Second, the political effect of the U.K. leaving the E.U. is a troublesome issue. Shortly after Brexit, Conservative Prime Minister of the U.K. David Cameron resigned, and Theresa May took his place. Under the provisions of Article 50 it takes two years for the U.K. to leave the E.U. and no longer be applicable to the E.U.'s treaties. Now that the U.K. will be leaving the E.U., there is a good chance of Scotland leaving the U.K. The last referendum in 2014 was a close vote in which Scotland decided to stay with the U.K.
However, now that the U.K. is leaving the E.U. it creates economic, political, and social instabilities.
Scotland has already disapproved of the decision to leave the E.U. as its export economy is greatly impacted by free trade within the E.U. As Alisa Henderson states, "over half of individual polls in England show 'Leave' majorities (2/5 in Wales). By contrast, Scotland and Northern Ireland are firmly in the 'Remain' camp." This shows that there are major differences in opinion within the U.K. on whether to stay or leave the E.U. Another troubling issue is that the main opposing party to the Conservative party, the Labour party, is having major problems within their own party. Jeremy Corbyn who was elected less than two years ago has encountered lack of support from his party, due to his lack of leadership. To call the U.K.'s current political situation poor would be an understatement.
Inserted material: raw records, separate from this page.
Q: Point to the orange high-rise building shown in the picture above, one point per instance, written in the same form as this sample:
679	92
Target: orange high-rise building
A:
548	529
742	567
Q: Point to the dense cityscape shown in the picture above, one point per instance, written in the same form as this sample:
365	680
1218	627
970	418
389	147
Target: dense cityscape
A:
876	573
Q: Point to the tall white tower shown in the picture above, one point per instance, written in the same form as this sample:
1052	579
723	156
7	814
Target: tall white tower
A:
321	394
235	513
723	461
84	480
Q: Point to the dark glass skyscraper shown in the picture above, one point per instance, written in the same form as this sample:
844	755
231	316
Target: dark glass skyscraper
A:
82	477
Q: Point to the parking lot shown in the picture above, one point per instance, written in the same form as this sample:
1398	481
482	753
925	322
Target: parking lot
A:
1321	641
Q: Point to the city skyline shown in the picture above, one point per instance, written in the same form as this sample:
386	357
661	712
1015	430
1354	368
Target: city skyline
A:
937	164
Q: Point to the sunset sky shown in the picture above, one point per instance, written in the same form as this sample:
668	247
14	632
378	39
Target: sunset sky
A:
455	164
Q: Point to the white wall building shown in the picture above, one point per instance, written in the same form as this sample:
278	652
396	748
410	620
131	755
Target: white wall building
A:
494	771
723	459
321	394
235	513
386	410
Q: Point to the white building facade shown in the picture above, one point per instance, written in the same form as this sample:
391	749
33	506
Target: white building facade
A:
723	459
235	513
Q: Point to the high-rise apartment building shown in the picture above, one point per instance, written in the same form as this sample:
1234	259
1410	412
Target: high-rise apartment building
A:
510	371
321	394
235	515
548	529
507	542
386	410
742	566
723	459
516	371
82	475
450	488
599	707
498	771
In conclusion, Brexit has been a huge disaster with regards to the economic and political state of the U.K. It has led to uncertainty, instability, and unforeseen consequences. The economies of the U.K., the E.U., and even the U.S. will be affected, some for the better but mostly for the worse. Only time will tell what exactly will happen after the U.K. is disbanded from the E.U., but things are looking bleak.
References:
Henderson, Ailsa, Charlie Jeffery, Robert LiƱeira, Roger Scully, Daniel Wincott, and Richard Wyn Jones.
"England, Englishness and Brexit." The Political Quarterly 87.2 (2016): 187-99. Web. 11 Oct. 2016.
Milmo, Sean. "Brexit Sparks Uncertainties." Pharmaceutical Technology Europe 28.8 (2016): 8. Web. 11 Oct. 2016.
Ricketts, Rita. "Brexit: A Long March." New Zealand International Review 41.5 (2016): 2-6. Web. 11 Oct. 2016.